In the original study Poliseno et al. reported that two microRNAs – miR-19b and miR-20a – suppress the transcription of both PTEN and PTENP1 in DU145 prostate cancer cells (Figure 1D), and that the depletion of PTEN or PTENP1 led to a statistically significant reduction in the corresponding pseudogene or gene (Figure 2G). Neither of these effects were seen in the Replication Study. There are many possible explanations for this. For example, although both studies used DU145 prostate cancer cells, they did not come from the same batch, so there could be significant genetic differences between them: see Andor et al. (2020) for more on cell lines acquiring mutations during cell cultures. Furthermore, one of the techniques used in both studies – quantitative real-time PCR – depends strongly on the reagents and operating procedures used in the experiments. Indeed, there are no widely accepted standard operating procedures for this technique, despite over a decade of efforts to establish such procedures (Willems et al., 2008; Schwarzenbach et al., 2015).
That is both commentary and replication study seem to subscribe to a view of the world where biology is so rich and complex that both might be right, conditional on unobserved moderating variables. This is true, but it throws us into a discussion of generalisability. If a result only holds in some genotypes of DU145 prostate cancer cells, which might very well be the case, does it generalise enough to be useful for cancer research?
Power underwhelming
There is another possible view of the world, though … Indeed, biology rich and complicated, but in the absence of accurate estimates, we don’t know which of all these potential moderating variables actually do anything. First order, before we start imagining scenarios that might explain the discrepancy, is to get a really good estimate of it. How do we do that? It’s hard, but how about starting with a cell size greater than N = 5?
The registered report contains power calculations, which is commendable. As far as I can see, it does not describe how they arrived at the assumed effect sizes. Power estimates for a study design depend on the assumed effect sizes. Small studies tend to exaggerate effect sizes (because, if an estimate is small the difference can’t be significant). This means that taking the estimates as staring effect sizes might leave you with a design that is still unable to detect a true effect of reasonable size.

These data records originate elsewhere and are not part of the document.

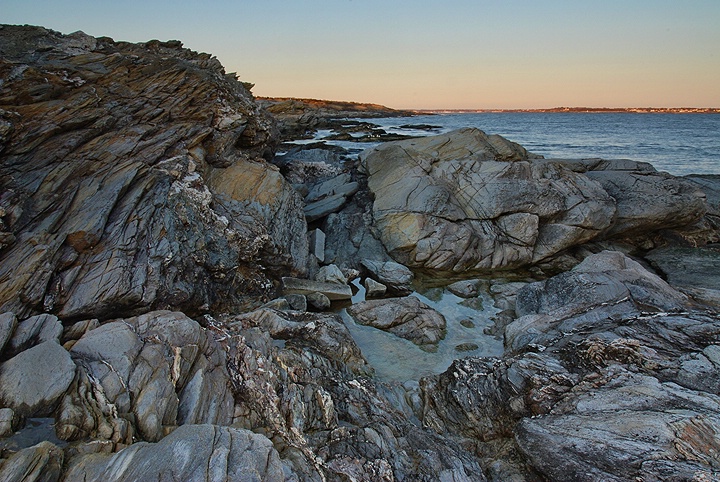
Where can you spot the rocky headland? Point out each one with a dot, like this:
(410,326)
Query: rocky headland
(179,298)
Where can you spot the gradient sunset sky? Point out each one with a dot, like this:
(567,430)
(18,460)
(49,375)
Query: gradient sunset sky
(431,54)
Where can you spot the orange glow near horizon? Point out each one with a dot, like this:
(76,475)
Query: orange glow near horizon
(421,54)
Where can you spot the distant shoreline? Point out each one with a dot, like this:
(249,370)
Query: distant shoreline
(629,110)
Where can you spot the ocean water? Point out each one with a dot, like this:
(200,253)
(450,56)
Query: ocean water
(680,144)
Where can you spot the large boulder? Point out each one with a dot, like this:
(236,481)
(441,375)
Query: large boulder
(646,200)
(407,318)
(134,177)
(611,376)
(468,201)
(32,382)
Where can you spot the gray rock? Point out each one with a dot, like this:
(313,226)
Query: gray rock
(329,187)
(7,422)
(395,276)
(317,244)
(350,237)
(467,201)
(609,357)
(42,463)
(466,288)
(604,284)
(35,330)
(277,304)
(297,302)
(333,291)
(125,207)
(8,322)
(32,382)
(161,367)
(319,301)
(77,330)
(191,452)
(407,318)
(320,209)
(645,427)
(331,274)
(649,201)
(374,289)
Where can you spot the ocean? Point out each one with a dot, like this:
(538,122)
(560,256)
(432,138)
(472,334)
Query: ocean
(680,144)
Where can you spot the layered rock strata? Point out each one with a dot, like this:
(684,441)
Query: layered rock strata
(466,201)
(133,176)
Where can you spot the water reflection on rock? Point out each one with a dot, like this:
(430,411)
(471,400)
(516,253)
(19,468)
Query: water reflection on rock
(396,359)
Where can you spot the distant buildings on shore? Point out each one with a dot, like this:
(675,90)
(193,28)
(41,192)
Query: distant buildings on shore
(642,110)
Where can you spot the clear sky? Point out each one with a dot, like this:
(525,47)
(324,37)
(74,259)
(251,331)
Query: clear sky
(431,54)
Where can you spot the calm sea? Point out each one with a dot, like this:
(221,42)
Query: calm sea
(677,143)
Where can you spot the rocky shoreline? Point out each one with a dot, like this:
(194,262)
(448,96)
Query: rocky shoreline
(170,287)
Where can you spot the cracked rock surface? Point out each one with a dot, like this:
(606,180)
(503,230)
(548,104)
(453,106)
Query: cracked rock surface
(132,177)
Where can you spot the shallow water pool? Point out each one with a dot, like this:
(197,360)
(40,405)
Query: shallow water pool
(397,359)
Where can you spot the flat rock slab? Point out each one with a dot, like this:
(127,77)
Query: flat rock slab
(192,452)
(393,275)
(333,291)
(407,318)
(695,271)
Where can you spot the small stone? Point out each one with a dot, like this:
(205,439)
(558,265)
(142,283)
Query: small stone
(7,417)
(465,288)
(319,209)
(317,244)
(8,322)
(331,274)
(297,302)
(467,323)
(41,462)
(318,301)
(77,330)
(280,304)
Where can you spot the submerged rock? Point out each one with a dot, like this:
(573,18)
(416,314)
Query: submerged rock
(134,178)
(609,366)
(334,291)
(407,318)
(191,452)
(396,277)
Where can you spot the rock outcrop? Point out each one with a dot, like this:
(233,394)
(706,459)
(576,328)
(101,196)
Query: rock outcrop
(132,177)
(407,318)
(465,201)
(141,226)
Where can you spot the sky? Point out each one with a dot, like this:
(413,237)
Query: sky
(421,54)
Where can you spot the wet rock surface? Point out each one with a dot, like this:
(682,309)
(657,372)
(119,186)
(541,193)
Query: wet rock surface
(141,225)
(466,201)
(133,177)
(407,318)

I don’t know what effect sizes one should expect in these kinds of experiments, but my intuition would be that even if you think that you can get good power with a handful of samples per cell, can’t you please run a couple more? We are all limited by resources and time, but if you’re running something like a qPCR, the cost per sample must be much smaller than the cost for doing one run of the experiment in the first place. It’s really not as simple as adding one row on a plate, but almost.
Literature
Calin, George A. ”Reproducibility in Cancer Biology: Pseudogenes, RNAs and new reproducibility norms.” eLife 9 (2020): e56397.
Hines, William C., et al. ”Sorting out the FACS: a devil in the details.” Cell reports 6.5 (2014): 779-781.
Kerwin, John, and Israr Khan. ”Replication Study: A coding-independent function of gene and pseudogene mRNAs regulates tumour biology.” eLife 9 (2020): e51019.
Khan, Israr, et al. ”Registered report: a coding-independent function of gene and pseudogene mRNAs regulates tumour biology.” Elife 4 (2015): e08245.